5 billion threats to devices are caught every month. Windows Defender Antivirus does it under the hood. It uses multiple engines to detect and stop a wide range of threats and attacker techniques at multiple points. They provide industry with the best detection and blocking capabilities. Many of these engines are local to the client. If the threats are unknown, the metadata or the file itself is sent to the cloud service. The cloud service is built to be accurate, realtime and intelligent. While trained models can be hosted anywhere, they are run efficiently in the cloud with the transfer of input and prediction between the client and the cloud. Threats are both common and sophisticated and some are even designed to slip through protection. The earliest detection of a threat is necessary to ensure that not even a single endpoint is affected. With the models hosted in the cloud, protection is even more enriched and made more efficient. The latest strains of malware and attack methods are continuously included in the engines.
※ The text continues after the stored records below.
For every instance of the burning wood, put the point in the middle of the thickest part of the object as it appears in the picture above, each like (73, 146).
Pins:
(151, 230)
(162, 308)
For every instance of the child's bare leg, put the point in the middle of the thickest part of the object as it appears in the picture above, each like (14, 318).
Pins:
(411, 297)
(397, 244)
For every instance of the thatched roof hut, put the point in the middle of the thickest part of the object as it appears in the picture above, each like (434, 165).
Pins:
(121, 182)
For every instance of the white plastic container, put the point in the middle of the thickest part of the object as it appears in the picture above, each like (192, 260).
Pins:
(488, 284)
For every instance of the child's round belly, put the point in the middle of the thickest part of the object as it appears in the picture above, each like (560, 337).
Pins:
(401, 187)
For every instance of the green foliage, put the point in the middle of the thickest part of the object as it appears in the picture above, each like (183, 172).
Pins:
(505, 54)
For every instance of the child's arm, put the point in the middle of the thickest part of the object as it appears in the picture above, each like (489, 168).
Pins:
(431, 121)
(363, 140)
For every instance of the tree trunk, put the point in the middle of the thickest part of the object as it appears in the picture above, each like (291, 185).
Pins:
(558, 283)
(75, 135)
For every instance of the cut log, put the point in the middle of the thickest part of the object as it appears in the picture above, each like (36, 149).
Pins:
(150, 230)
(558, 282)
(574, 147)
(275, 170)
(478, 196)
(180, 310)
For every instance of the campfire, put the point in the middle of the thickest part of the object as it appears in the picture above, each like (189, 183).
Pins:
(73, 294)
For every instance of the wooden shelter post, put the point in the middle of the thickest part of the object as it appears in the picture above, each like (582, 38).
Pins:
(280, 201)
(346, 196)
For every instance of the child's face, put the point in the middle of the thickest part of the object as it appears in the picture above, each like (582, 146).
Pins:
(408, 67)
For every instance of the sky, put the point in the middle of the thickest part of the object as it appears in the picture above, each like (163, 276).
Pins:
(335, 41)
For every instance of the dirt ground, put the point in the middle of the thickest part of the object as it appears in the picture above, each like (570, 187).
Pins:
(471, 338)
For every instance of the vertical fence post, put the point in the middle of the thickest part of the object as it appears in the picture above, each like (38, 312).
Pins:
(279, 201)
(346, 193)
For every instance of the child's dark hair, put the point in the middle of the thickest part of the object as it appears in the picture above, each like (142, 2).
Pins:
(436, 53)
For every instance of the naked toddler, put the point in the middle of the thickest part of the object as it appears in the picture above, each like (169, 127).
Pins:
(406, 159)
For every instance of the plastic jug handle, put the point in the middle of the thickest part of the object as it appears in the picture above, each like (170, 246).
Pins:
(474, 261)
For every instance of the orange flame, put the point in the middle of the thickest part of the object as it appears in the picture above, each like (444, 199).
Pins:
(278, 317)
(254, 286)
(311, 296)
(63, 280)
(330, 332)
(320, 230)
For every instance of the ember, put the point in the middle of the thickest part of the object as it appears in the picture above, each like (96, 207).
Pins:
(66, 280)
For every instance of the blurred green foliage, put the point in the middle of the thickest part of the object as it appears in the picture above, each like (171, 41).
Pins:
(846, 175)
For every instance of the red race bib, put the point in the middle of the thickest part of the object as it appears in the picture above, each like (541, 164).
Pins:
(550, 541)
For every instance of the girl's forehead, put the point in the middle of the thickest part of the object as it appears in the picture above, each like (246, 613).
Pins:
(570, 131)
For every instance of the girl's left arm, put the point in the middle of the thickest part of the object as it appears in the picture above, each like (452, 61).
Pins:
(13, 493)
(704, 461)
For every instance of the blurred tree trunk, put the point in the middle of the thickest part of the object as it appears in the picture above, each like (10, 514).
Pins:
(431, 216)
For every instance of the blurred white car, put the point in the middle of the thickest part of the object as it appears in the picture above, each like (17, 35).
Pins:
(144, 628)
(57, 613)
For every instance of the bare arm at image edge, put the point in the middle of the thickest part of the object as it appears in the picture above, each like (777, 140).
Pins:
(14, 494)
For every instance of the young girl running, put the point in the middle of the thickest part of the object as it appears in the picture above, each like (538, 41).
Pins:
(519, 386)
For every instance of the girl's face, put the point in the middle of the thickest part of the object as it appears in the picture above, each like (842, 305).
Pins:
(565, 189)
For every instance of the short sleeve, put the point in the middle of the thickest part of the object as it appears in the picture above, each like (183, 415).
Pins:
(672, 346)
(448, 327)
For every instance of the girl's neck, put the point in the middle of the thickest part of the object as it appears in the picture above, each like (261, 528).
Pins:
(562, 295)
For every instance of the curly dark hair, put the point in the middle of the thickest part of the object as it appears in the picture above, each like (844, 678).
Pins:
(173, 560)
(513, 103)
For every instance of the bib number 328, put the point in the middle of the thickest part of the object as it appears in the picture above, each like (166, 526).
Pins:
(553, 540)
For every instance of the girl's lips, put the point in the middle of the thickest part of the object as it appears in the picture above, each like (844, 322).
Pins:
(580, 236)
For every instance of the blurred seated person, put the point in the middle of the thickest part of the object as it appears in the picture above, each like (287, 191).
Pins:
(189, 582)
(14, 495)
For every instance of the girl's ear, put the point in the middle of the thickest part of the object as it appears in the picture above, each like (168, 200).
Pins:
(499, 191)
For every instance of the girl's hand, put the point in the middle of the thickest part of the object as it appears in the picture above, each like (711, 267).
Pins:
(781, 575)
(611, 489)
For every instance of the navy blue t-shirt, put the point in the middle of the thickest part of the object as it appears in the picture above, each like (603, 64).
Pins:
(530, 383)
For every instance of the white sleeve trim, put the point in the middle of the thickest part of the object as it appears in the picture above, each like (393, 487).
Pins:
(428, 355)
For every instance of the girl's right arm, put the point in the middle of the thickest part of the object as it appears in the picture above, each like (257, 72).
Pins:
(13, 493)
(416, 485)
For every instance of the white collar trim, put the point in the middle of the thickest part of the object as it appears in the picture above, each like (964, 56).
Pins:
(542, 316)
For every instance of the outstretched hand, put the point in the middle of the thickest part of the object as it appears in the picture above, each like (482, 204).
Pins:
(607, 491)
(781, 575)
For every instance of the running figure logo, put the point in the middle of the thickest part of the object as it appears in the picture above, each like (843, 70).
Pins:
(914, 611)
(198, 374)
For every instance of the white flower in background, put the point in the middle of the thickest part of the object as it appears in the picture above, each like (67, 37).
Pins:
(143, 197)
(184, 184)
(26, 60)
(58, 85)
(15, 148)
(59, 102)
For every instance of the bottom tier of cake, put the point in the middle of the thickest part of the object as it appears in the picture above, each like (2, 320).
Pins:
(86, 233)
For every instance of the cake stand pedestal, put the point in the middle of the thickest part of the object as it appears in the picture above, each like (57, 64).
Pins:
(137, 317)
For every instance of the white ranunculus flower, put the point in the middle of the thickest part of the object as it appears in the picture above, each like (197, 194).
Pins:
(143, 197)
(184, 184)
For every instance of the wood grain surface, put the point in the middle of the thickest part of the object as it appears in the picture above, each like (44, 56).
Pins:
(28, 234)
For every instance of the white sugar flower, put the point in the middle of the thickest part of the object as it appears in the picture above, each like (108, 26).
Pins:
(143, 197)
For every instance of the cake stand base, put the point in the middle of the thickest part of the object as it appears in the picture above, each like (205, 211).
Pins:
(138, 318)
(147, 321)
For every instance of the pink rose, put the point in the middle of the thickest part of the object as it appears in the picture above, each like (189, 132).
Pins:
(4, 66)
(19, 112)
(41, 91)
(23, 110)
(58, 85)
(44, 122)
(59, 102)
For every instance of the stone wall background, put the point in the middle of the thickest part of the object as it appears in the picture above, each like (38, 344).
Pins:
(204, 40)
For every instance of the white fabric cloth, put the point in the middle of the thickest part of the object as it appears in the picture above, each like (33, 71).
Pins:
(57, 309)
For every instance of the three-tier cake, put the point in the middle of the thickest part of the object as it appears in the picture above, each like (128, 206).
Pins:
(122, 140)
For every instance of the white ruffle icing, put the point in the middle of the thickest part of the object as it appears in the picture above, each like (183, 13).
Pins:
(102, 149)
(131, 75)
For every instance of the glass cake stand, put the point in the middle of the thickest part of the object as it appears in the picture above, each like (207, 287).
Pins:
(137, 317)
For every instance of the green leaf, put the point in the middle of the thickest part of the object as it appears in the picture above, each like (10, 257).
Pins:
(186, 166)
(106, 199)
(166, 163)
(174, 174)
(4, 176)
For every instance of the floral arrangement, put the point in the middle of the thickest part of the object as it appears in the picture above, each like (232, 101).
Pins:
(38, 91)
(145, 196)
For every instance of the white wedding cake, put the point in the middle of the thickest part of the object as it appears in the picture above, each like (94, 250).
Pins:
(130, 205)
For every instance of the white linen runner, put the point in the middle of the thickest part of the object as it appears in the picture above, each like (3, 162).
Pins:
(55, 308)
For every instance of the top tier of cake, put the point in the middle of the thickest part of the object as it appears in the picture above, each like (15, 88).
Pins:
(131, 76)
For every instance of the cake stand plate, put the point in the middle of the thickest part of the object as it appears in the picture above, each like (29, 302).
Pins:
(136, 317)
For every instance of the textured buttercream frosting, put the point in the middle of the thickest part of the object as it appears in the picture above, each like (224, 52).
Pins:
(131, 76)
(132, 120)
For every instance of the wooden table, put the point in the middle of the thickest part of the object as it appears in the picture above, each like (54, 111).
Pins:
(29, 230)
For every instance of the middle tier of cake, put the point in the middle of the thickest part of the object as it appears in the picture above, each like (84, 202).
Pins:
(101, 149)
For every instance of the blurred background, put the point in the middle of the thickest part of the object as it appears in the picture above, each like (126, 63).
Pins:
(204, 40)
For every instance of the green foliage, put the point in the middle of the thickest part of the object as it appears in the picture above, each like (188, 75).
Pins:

These cloud-based engines include:

-          Metadata based ML engine – Stacked set of classifiers evaluate file-types, features, sender-specific signatures, and even the files themselves to combine results from these models to make a real-time verdict which allow or block files pre-execution.

-          Behavior based ML engine where the suspicious behavior sequences and advanced attack techniques are monitored to trigger analysis. The techniques span attack chain, from exploits, elevation and persistence all the way through to lateral movement and data exfiltration.

-          AMSI paired ML engine – where pairs of client-side and cloud side models perform advanced analysis of scripting behavior pre- and post- execution to catch advanced threats like fileless and in-memory attacks

-          File-classification ML Engine - where deep neural network examine full file contents. Suspicious files are held from running and submitted to the cloud protection service for classification.  The predictions determine whether the file should be allowed or blocked from execution.

-          Detonation-based ML Engine - a sandbox is provided where suspicious files are detonated so that classifiers can analyze the observed behaviors to block attacks.

-          Reputation ML engine – which utilizes sources with domain expert reputations and models from across Microsoft, to block threats that are linked to malicious URLs, domains, emails, and files.

-          Smart rules engine - which features expert written smart rules that identify threats based on researcher expertise and collective knowledge of threats.

 

These technologies are industry recognized and proven to come with customer satisfaction.